Stoichiometry is a vital concept in chemistry that deals with the quantitative relationships between the reactants and products in a chemical reaction. This is beautifully illustrated in the reaction involving potassium superoxide (KO₂), water (H₂O), and carbon dioxide (CO₂).
The balanced chemical equation for this reaction is:
\[4 \mathrm{KO}_{2}(s)+2 \mathrm{H}_{2} \mathrm{O}(g)+4 \mathrm{CO}_{2}(g) \longrightarrow 4 \mathrm{KHCO}_{3}(s)+3 \mathrm{O}_{2}(g)\]
In this equation:
- 4 moles of \(\mathrm{KO}_{2}\) are needed.
- 2 moles of \(\mathrm{H}_{2} \mathrm{O}\) are required.
- 4 moles of \(\mathrm{CO}_{2}\) must be present.
These reactants yield 4 moles of potassium bicarbonate and 3 moles of oxygen.
Understanding these molar ratios, or coefficients, allows chemists to calculate how much of each substance is required or produced.
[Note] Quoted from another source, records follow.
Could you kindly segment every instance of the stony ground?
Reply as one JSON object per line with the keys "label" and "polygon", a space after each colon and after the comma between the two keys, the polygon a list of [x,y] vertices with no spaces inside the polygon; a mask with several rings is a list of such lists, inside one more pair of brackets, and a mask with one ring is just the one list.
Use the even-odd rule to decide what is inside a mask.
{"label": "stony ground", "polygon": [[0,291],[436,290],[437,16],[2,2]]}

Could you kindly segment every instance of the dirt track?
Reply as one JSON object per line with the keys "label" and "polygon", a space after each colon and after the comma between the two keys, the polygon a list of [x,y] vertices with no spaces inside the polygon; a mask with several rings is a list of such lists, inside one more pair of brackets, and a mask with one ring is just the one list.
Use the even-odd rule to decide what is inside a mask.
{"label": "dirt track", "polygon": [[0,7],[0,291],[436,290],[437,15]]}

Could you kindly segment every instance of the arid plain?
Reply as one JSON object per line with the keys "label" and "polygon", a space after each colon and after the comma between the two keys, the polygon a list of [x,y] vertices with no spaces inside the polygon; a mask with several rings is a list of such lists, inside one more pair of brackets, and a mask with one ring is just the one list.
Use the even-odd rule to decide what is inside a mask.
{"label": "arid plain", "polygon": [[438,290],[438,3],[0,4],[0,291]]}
This is crucial in practical applications like creating oxygen masks, ensuring the correct amount of each component is included to generate the needed oxygen under emergency conditions. An example of stoichiometry in action: if you have 1 mole of \(\mathrm{KO}_{2}\), you could determine you need 0.5 moles of water and carbon dioxide each to form 1 mole of potassium bicarbonate and 0.75 moles of oxygen.